Angesichts dieser Lage ist die Ausbildung von Theologinnen und Theologen an Universitäten in erster Linie als Dienstleistung des Staates (und der betreffenden Universitäten) für die dadurch privilegierten Religionsgemeinschaften zu sehen. Je größer und bunter die Vielfalt der Religionen wird, umso unbefriedigender ist diese Lage, auch wenn gerade für die Gruppe der Muslime eine solche Reflexionsinstanz angesichts der komplexen Adaptionsprozesse im deutschen Kontext zweifelsohne bedeutsam ist.

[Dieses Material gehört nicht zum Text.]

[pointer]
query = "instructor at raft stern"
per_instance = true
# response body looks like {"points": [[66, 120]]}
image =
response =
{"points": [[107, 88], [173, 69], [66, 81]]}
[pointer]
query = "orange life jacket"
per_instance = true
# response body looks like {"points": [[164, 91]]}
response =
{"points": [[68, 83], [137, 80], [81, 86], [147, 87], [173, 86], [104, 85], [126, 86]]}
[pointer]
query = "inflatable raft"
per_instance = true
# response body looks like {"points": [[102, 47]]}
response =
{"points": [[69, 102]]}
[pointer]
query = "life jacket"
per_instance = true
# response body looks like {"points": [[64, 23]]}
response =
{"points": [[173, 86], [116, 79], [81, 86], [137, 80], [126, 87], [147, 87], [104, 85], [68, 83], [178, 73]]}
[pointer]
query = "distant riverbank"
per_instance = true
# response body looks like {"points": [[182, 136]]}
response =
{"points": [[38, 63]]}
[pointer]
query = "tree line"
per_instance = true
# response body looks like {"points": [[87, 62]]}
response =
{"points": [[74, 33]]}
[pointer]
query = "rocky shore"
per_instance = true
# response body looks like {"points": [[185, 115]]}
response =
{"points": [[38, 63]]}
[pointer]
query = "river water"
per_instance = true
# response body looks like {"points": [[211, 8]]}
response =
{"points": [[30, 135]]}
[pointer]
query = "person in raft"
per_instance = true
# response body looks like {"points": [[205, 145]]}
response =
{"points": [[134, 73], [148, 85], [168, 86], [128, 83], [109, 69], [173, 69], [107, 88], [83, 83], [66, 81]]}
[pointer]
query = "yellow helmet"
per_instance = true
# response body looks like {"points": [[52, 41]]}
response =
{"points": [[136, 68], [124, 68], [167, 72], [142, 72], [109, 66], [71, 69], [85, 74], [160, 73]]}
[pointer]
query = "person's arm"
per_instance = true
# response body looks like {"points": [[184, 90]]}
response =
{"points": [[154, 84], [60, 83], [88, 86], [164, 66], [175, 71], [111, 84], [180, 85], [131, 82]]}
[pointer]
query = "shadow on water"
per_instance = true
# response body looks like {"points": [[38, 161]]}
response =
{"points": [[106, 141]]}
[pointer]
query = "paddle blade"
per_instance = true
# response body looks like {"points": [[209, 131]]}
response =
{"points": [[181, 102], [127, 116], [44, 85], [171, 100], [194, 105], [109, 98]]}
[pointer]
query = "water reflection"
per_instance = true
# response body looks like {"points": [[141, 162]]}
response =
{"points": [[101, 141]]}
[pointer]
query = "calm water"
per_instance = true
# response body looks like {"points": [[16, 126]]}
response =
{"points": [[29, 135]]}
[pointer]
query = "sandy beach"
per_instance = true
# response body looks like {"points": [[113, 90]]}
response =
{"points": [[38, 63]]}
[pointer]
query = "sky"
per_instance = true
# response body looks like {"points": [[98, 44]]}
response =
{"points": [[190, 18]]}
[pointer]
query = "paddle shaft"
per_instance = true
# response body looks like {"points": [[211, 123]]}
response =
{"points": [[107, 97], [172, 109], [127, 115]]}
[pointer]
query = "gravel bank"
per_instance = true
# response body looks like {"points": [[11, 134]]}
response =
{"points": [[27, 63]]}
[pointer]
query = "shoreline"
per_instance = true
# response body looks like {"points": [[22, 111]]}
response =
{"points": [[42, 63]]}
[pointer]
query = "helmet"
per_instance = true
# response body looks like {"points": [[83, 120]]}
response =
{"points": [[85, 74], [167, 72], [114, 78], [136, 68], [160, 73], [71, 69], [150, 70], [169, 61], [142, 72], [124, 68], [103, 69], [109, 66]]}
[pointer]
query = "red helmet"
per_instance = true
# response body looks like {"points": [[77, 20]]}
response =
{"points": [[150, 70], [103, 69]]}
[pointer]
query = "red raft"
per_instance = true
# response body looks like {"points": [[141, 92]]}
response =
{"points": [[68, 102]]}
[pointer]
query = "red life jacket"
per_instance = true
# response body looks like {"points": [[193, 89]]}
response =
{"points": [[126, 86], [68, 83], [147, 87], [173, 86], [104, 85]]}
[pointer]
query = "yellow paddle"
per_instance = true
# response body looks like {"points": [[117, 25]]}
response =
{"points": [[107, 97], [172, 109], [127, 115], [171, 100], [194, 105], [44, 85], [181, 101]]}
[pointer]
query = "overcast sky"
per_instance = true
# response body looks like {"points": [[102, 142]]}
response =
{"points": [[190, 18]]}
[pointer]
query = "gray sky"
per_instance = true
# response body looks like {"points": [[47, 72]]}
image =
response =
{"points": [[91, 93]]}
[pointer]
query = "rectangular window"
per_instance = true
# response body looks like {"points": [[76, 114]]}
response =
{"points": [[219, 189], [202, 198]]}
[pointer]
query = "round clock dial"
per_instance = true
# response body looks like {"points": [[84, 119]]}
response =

Soweit an diesem System festgehalten werden soll (wofür es politische Gründe geben mag), müssen zumindest die skizzierten Begleiterscheinungen behoben werden. Wie in den Empfehlungen des Wissenschaftsrats formuliert, sollten sich theologische Fakultäten auf ihre Kernfelder konzentrieren. Professuren mit nicht explizit theologischen Widmungen sollten in andere Fakultäten umgesetzt werden. Theologiestudierende brauchen auch Kenntnisse etwa in Religions- und Islamwissenschaft, Judaistik, Religionssoziologie. Aber warum sollen sie das nicht in anderen Fakultäten lernen, soweit es dort angeboten wird? Falls es spezifische Gründe gibt, solche Professuren dennoch in theologischen Fakultäten zu erhalten, müssen die betreffenden Kirchenleitungen und Fakultäten bereit sein, in diesen Fällen auf die Konfessionsbindung und das Mitspracherecht der Kirchen bei der Berufung zu verzichten. Entsprechendes muss auch für die neuen muslimischen Zentren gelten.